Calling attention to this fact is not to say that I think there’s a solution. The domination of reality tv demonstrates our culture enjoys knowing the dirty details, and has paved the way for the 15 seconds of fame that accompany a much-commented status update. Society is going to evolve to accept that we are all now public figures. Act accordingly. Canada’s Privacy Commission exhorts our citizens on its blog to “consider how we conduct ourselves online and manage our personal information”, and that’s about all we can do. This aspect of digital literacy should be taught in elementary school, because it’s a very simple concept: you’re responsible for everything you say and do.
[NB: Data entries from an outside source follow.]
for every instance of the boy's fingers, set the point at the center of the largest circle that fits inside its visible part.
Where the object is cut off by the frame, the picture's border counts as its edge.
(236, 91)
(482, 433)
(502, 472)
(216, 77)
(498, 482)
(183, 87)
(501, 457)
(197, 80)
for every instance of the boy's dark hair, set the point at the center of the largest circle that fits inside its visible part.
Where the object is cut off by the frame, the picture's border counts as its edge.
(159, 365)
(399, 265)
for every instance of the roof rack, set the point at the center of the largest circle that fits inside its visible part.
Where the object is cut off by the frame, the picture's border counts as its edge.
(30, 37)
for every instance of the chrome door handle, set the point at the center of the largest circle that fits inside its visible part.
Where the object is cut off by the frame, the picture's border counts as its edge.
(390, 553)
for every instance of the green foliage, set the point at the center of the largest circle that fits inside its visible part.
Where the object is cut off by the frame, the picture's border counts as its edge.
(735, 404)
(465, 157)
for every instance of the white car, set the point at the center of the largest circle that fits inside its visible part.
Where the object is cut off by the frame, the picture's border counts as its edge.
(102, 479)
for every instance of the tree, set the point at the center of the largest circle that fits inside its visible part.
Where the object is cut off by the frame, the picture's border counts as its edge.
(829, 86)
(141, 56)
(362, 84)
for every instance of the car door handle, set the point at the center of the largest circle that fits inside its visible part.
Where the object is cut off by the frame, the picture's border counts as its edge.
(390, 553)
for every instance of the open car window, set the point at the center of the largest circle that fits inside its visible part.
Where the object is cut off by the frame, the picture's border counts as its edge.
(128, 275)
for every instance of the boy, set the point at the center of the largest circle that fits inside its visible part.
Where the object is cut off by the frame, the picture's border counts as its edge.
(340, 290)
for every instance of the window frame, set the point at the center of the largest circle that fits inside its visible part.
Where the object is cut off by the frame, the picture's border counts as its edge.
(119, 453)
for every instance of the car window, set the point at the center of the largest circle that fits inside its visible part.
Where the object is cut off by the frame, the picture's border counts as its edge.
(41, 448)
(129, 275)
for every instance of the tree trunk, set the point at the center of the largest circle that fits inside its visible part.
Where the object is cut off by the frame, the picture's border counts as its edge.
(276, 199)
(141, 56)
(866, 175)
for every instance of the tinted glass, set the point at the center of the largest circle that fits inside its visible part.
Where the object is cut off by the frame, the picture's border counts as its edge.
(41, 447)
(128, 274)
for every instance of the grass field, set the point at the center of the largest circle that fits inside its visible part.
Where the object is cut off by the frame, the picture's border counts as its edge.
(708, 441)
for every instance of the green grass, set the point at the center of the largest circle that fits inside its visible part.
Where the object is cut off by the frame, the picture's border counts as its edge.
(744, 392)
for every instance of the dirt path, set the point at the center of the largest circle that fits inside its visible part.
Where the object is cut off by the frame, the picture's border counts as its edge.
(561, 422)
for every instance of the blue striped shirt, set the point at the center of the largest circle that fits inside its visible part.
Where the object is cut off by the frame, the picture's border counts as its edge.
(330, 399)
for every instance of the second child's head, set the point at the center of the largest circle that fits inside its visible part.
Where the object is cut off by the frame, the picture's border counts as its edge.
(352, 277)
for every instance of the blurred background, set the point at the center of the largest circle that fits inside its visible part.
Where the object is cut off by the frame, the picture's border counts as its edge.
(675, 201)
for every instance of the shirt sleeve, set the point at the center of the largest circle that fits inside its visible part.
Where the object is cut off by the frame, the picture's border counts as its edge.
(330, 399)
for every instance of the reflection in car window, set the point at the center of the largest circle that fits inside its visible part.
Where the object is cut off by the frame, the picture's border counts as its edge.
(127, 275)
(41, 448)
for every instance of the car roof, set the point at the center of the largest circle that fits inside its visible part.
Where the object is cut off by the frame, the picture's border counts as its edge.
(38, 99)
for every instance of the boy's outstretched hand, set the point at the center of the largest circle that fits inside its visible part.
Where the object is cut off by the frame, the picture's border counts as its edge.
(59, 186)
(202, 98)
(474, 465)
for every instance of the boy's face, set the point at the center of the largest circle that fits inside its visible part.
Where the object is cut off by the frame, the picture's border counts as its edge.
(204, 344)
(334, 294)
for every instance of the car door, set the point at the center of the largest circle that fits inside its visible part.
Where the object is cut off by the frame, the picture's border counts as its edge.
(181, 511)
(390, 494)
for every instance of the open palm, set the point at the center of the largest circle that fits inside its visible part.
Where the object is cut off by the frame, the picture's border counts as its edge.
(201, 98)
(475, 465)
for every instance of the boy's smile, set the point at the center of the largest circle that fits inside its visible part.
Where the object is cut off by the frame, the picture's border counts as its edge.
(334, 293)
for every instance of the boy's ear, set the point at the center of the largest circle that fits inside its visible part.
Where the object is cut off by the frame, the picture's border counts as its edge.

Don’t click it if you don’t want to defend why you clicked it.
To ease the cold thrill of paranoia engendered by my self-Google, I suggest a digital closet-cleaning that includes:
- Close any social network accounts that you don’t intend to update
- Delete portfolios and resumes that are out of date
- Send “update my info” email to places you’re listed that you want to remain
- Send “please take down my copyrighted material” email to places that have indexed or stolen your stuff
- Streamline & merge online identities to whittle yourself down to a representative persona
- Create new content to bury the old
Can we give up the unlisted phone number that was our pre-Google life? The social value of privacy was that we could control who “they” thought we were by what we chose to reveal. How you dress, speak, act, and the details you offered to the public were yours to design. There’s an opportunity to craft your virtual persona even more carefully, but the effort involved in deception would suck a lot of the enjoyment out of online life. New users—the digitally native children of today—will just be themselves and not understand “none of your business”. It’s Gen X, the most active in social networks, who have haphazardly, naively and accidentally created their online selves, and who may feel pressure from the vestiges of a sense of modesty to clean up their early efforts.
And what if privacy does die? Is it an old fashioned notion, arousing blank stares and eye rolls from the tweens of today? Should we count on the tweens of today to define our culture? If we accept the end of privacy, do we doom democracy as well—the free practice of religion, the safety to vote for the government with whose ideals you agree, the liberty to hold and express opinions? The right—or even the ability—to maintain private opinions, beliefs and actions may disappear. Your phone will let us know where you are, and you will trade that for the convenience of location-aware pizza coupons.
It might make us more real, because we have to put our money where our mouth is when our opinions are indexed. It might let us relax, the truth setting us free and all that. I yam what I yam. Google me. We might be the last generation to feel dangerously exhibitionist when we commit to the flagrant public display that is a bumper sticker. (Anecdotally, it does improve my driving, lest strangers unfairly judge my kind to be jerky on the road.) We might just get sick of the whole thing and commit Web 2.0 Suicide, and move on from our great social experiment.
Culture is transforming now; the skeletons are being ousted from the closet, blogging about their time in there, and getting book deals. Barring a massive government crackdown on information flow, 30-somethings raised on the party line will need to become rather zen about being public figures. Let go of the notion of control. Just be yourself. Within reason.